House Republicans to offer new National Guard supplemental bill
Measure would would pay back the nearly half-billion dollars it cost to help defend the Capitol on Jan. 6
Two senior House Republican appropriators plan to file legislation Friday that would pay back the National Guard the nearly half-billion dollars it cost to help defend the Capitol earlier this year, a senior aide said.
The bill’s authors are Steve Womack of Arkansas, who is a retired National Guard colonel, and Ken Calvert of California — both top members of the Defense Appropriations Subcommittee. Their measure would simply appropriate $521 million to the Guard, the staffer said.
Funding legislation to compensate the Guard has stalled amid partisan disputes over how to package the funds. But come August, Guard leaders have said, units will start to run out of funds and will have to make cuts to training, maintenance and more.
“It is unconscionable that their accounts would be hit in such a way that these cuts would have to take place,” Womack said July 13 during the Appropriations Committee’s markup of its draft fiscal 2022 Pentagon spending measure. “This is a bill that Congress needs to foot and foot now.”
Calvert, addressing the committee, concurred.
“We shouldn’t punish them,” Calvert said of the Guard. “They did their job. We should pay them.”
Bids galore
The House passed in May a $1.9 billion supplemental spending measure that includes money for the Capitol Police, $521 million for the Guard, plus $200 million to create a “quick reaction force” for Capitol protection under the command of the D.C. National Guard.
Republicans opposed that bill for sundry reasons. Some thought the funding should have come only after a restructuring of the Capitol Police board and other changes were finalized.
Meanwhile, the Senate has taken a different approach — two actually.
Patrick J. Leahy, D-Vt., the Senate Appropriations chairman, has offered a $3.7 billion measure that would include funding for a number of goals beyond Capitol security and the National Guard, including paying certain federal COVID-related expenses and covering costs to relocate Afghan refugees who helped America’s war effort.
By comparison, Richard C. Shelby of Alabama, the committee’s top Republican, has offered a $633 million bill that is focused on Capitol security and the Guard.
Moving
Womack said none of the Democratic proposals stand a chance of becoming law.

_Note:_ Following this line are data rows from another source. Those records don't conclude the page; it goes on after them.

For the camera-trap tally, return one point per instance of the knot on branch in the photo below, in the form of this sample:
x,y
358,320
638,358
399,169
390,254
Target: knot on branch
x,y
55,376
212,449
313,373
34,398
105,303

By the same token, it is not yet clear if a straightforward bill of the sort he and Calvert are proposing can be cleared either.
Womack offered an amendment at the Appropriations Committee’s Defense bill markup that would have paved the way for reimbursing the Guard the $521 million. But he said then that the $705.9 billion Pentagon bill would almost certainly not be enacted in time to make a difference for the Guard’s August and September crunch, so he withdrew the amendment.
Betty McCollum, the Minnesota Democrat who chairs the Appropriations Defense Subcommittee, said at the markup that she is hopeful negotiations between the parties in Congress can produce appropriations soon for the Guard.
“I’m glad to see the Senate’s at least moving,” McCollum said, and she promised to “work night and day to get the Guard paid on time.”